Pompeo believed Gabriel's group was the kind of organization that should be briefing Republicans in Congress. ACT returned his affection: In 2016, Pompeo received the organization's National Security Eagle Award, its highest honor.

The game that Pompeo and Bolton are playing — use rhetoric that counter-jihadists find appealing, move them closer to the mainstream, all without endorsing their full conspiracy theories — is fairly transparent. It's anti-Islam dog whistling.

It's possible that they merely recognize that counter-jihadists are a powerful constituency on the right, and are working with them as a way of building political support. It's also possible that they share the counter-jihadist view of Islam as a fundamentally evil religion but know that saying so publicly would be risky politically. It's very hard to tell from their public record, and I'm not going to hazard a guess either way.

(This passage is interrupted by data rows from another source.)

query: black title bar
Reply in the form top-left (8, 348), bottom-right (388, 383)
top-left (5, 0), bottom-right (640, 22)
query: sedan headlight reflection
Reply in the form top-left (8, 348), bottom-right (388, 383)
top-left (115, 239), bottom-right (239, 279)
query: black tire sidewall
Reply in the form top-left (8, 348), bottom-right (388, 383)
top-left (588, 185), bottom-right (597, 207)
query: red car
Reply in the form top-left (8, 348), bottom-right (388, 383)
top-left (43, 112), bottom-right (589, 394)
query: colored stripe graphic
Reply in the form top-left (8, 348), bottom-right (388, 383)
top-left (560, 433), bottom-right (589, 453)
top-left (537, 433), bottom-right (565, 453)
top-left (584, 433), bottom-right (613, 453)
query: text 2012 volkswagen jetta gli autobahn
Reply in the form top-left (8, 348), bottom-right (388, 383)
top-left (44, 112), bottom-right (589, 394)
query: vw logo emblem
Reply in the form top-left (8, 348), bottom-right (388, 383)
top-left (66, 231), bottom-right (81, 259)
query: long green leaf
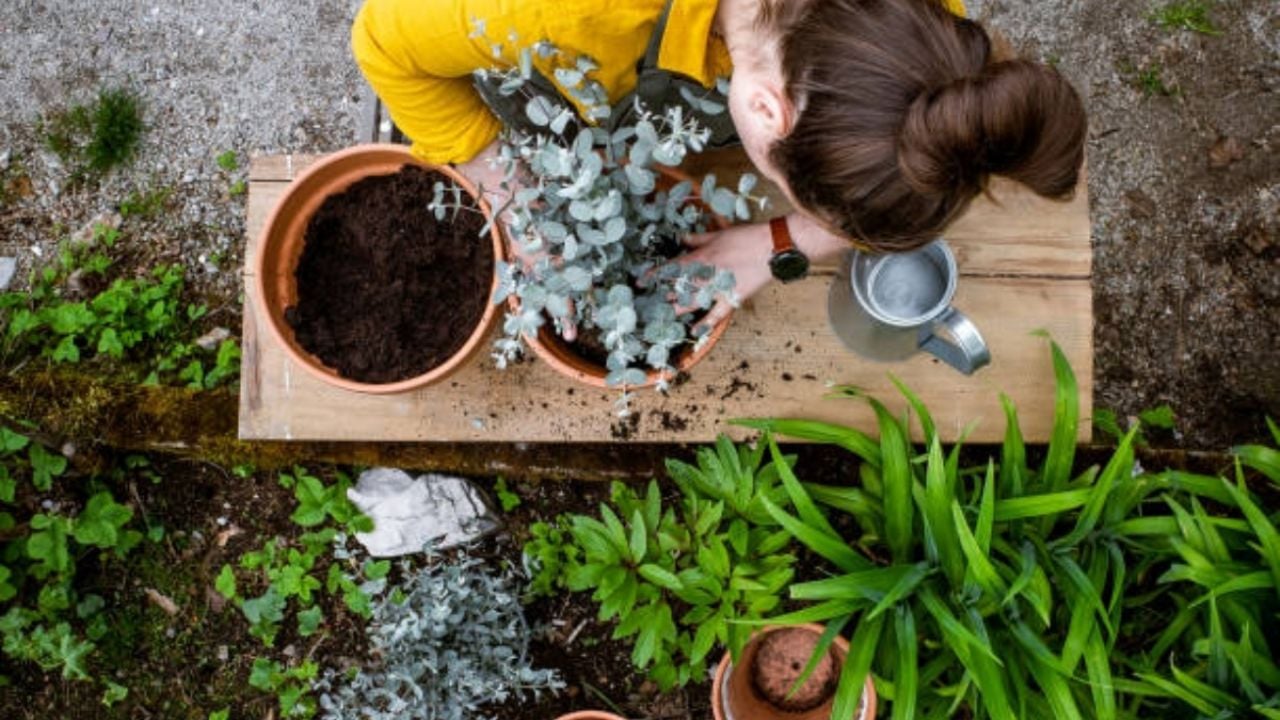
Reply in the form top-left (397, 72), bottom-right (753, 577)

But we know that Bolton and Pompeo — Trump's picks for two of the highest offices in the land — are at very least willing to listen to counter-jihadist arguments, and work to help them reach a larger audience. It's very plausible they could convey these ideas to President Trump, whose views on Islam are already unfavorable.

There's a shockingly low level of public outcry about allies of Islamophobic groups taking over US national security infrastructure. In fact, it didn't even come up at Pompeo's confirmation hearing last January to become CIA director.

But now, Pompeo (and Bolton) is on the precipice of holding even more power. And the two men have not, to date, renounced their ties to Gaffney, Gabriel, and the rest. It's time to ask them why.